VRAM

Hardware

Video RAM — the GPU's onboard memory. The single most critical hardware resource for on-premise LLM inference. All model weights and KV cache must fit inside VRAM for full GPU speed.

VRAM is to LLMs what RAM is to databases — but 10–50× faster and far more constrained in size. Running a 70B model at full FP16 precision requires 140 GB of VRAM; quantized to Q4_K_M, it drops to ~40 GB. Hardware sizing for on-premise LLM is almost entirely a VRAM planning exercise.

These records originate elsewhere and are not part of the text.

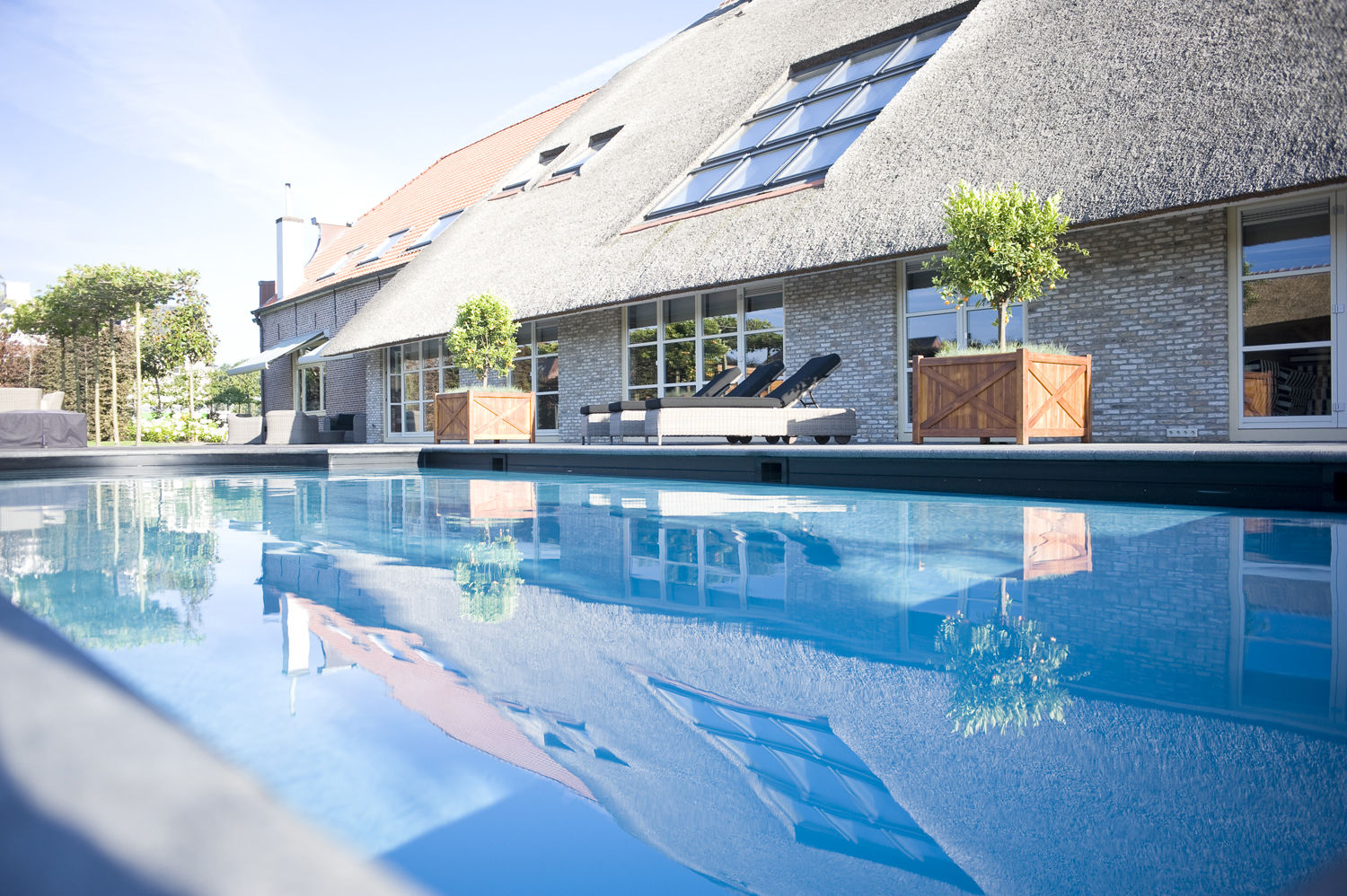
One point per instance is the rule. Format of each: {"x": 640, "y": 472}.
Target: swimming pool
{"x": 585, "y": 685}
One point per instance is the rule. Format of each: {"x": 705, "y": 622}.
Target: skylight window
{"x": 342, "y": 261}
{"x": 544, "y": 161}
{"x": 807, "y": 124}
{"x": 595, "y": 143}
{"x": 436, "y": 229}
{"x": 383, "y": 247}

VRAM Requirements by Model Size

Model sizeFP16Q8_0Q4_K_MQ3_K_M
1B2 GB1 GB0.7 GB0.5 GB
3.8B (Phi-4)7.6 GB3.8 GB2.5 GB1.8 GB
7B14 GB7 GB4.5 GB3.3 GB
13B26 GB13 GB8 GB6 GB
32B64 GB32 GB20 GB14 GB
70B140 GB70 GB42 GB30 GB
405B810 GB405 GB245 GB180 GB

Add 20-30% for KV cache and activations in production serving.

GPU VRAM Reference

GPUVRAMBandwidthClass
RTX 3090 / 409024 GB936 / 1008 GB/sConsumer
RTX 4000 Ada20 GB432 GB/sWorkstation
A6000 Ada48 GB864 GB/sWorkstation
A100 80 GB80 GB2,000 GB/sData centre
H100 SXM80 GB3,350 GB/sData centre
H200141 GB4,800 GB/sData centre
M2 Ultra (unified)192 GB800 GB/sApple Silicon

What Happens When Model Spills to System RAM

If the model doesn't fit in VRAM, weights are offloaded to system RAM and transferred over the PCIe bus during inference. PCIe 4.0 x16 bandwidth is ~32 GB/s — vs 2,000 GB/s for an A100's HBM. Result: 50–100× slower tokens/s. For production, the model must fit in VRAM. For development/testing, CPU offload (llama.cpp --n-gpu-layers) is acceptable.

Multi-GPU Strategies

  • Tensor Parallelism: Each GPU holds a shard of every layer. Best for single requests. Requires NVLink or high-bandwidth interconnect.
  • Pipeline Parallelism: Each GPU holds a set of complete layers. Better throughput for many short requests.
  • NVLink vs PCIe: NVLink offers 600 GB/s GPU-GPU bandwidth vs ~32 GB/s for PCIe. Critical for tensor parallelism at 70B+ scale.